I understand how I represent myself on the internet is as a very good-natured, kind, and loving individual, and I’m certain that I am these things. However, it appears this projection of myself has marred me within the eyes of followers who never expect me to ever utter a single word of unkindness or resentment. I believe it is prudent for me to further reiterate the fact, that, yes I am human. I’m sorry to those whose idealistic bubbles I am bursting, but it’s the truth. I fall to the wayside, I cry, like you, I get depressed, frustrated, angry, resentful, and hurt, just like you. I am not impenetrable to these things.

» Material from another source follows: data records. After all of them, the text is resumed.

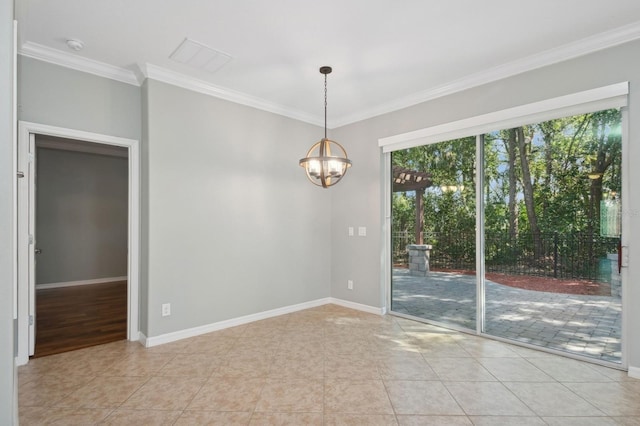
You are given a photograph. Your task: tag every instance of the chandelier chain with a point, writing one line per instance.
(325, 106)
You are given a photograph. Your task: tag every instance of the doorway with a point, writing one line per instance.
(27, 238)
(81, 244)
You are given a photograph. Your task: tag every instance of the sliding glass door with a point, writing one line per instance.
(536, 257)
(552, 234)
(433, 233)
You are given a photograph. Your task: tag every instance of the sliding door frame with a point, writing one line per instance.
(612, 96)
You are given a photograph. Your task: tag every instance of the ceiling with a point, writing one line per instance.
(385, 54)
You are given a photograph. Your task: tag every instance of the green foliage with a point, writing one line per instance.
(561, 154)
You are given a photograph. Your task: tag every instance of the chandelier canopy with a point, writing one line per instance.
(326, 161)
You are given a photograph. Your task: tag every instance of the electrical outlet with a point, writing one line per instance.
(166, 309)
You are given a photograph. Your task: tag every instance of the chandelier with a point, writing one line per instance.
(326, 161)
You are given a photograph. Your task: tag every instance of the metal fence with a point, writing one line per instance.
(575, 256)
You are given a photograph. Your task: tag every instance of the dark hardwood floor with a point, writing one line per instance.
(69, 318)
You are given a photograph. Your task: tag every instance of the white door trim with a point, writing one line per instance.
(133, 272)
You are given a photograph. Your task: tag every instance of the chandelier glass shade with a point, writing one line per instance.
(326, 161)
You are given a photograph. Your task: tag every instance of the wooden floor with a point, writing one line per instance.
(70, 318)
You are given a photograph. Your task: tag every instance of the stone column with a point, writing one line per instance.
(419, 259)
(616, 279)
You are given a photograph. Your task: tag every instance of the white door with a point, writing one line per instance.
(27, 239)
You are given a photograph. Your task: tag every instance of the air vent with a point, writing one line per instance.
(199, 56)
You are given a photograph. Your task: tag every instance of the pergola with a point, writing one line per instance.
(412, 180)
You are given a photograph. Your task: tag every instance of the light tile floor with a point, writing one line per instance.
(324, 366)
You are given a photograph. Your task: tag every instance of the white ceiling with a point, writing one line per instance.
(385, 54)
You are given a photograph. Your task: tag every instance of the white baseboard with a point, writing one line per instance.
(81, 282)
(208, 328)
(358, 306)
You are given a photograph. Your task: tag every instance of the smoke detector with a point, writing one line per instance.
(75, 44)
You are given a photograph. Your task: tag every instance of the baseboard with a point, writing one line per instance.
(81, 282)
(208, 328)
(358, 306)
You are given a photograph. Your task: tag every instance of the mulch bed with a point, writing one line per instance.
(552, 285)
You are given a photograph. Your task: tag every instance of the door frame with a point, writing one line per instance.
(26, 297)
(611, 96)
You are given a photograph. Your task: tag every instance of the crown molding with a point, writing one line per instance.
(562, 53)
(78, 63)
(558, 54)
(164, 75)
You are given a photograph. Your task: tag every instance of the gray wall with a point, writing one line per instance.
(58, 96)
(234, 227)
(7, 246)
(358, 198)
(81, 215)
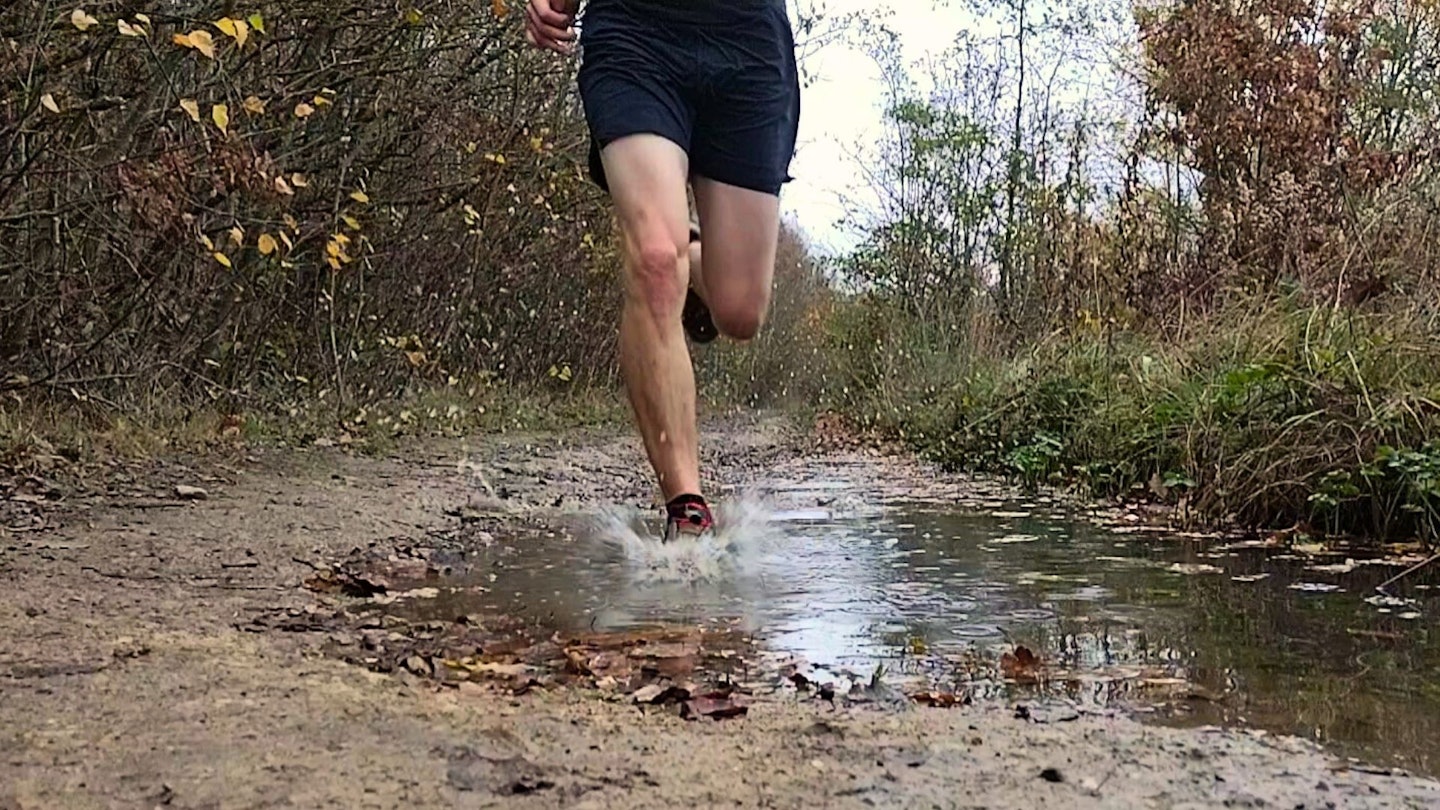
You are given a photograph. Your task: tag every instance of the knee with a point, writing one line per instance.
(657, 277)
(739, 323)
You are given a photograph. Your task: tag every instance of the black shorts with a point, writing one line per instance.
(716, 77)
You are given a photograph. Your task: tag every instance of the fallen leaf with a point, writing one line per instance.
(419, 665)
(1194, 568)
(487, 668)
(716, 705)
(203, 42)
(658, 695)
(939, 699)
(1021, 665)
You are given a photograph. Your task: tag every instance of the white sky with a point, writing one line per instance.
(841, 110)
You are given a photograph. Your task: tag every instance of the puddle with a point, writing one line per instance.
(1193, 632)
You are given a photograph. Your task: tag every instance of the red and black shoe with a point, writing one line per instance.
(696, 314)
(687, 515)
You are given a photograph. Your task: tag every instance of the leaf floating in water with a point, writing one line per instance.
(1315, 587)
(941, 699)
(1021, 665)
(717, 705)
(1335, 568)
(1381, 600)
(1191, 568)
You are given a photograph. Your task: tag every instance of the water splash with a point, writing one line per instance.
(738, 545)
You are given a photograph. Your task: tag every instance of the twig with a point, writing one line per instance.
(1406, 572)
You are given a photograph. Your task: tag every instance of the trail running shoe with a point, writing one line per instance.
(687, 515)
(696, 316)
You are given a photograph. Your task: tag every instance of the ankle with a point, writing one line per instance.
(686, 497)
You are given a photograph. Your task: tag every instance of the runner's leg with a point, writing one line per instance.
(740, 231)
(647, 180)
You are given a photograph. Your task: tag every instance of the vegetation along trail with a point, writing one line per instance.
(262, 640)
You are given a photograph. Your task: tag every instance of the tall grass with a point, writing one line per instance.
(1270, 412)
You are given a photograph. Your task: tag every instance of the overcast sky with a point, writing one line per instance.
(841, 108)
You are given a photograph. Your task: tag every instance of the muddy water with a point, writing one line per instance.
(1187, 630)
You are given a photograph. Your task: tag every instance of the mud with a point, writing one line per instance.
(160, 647)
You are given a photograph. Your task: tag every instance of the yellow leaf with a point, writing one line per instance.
(203, 42)
(82, 20)
(221, 114)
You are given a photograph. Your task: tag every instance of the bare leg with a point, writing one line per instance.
(647, 177)
(740, 229)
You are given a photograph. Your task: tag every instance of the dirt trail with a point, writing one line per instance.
(133, 672)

And yes, Buddhism is, as least as I’ve come to understand it, a practice that cultivates goodness. However, Buddhism is also a lifetime of practice. I am almost twenty-four years old, and have been Buddhist for a mere three years in March. This isn’t the kind of thing that you get instantaneously, it is quite challenging, and something I’m not so sure I’ll even master in this lifetime. That being said, don’t be alarmed or feel affronted when I’m being overtly emotional. I understand that I am being hurtful, but that is my karma, and I fully understand that, you don’t need to point it out to me every chance you get. If you want to unfollow simply because I am succumbing to the throes of human emotion, then by all means, do so. At this point I can only be honest with all of you in who I am, and what, at least to myself, and those that know me, represent.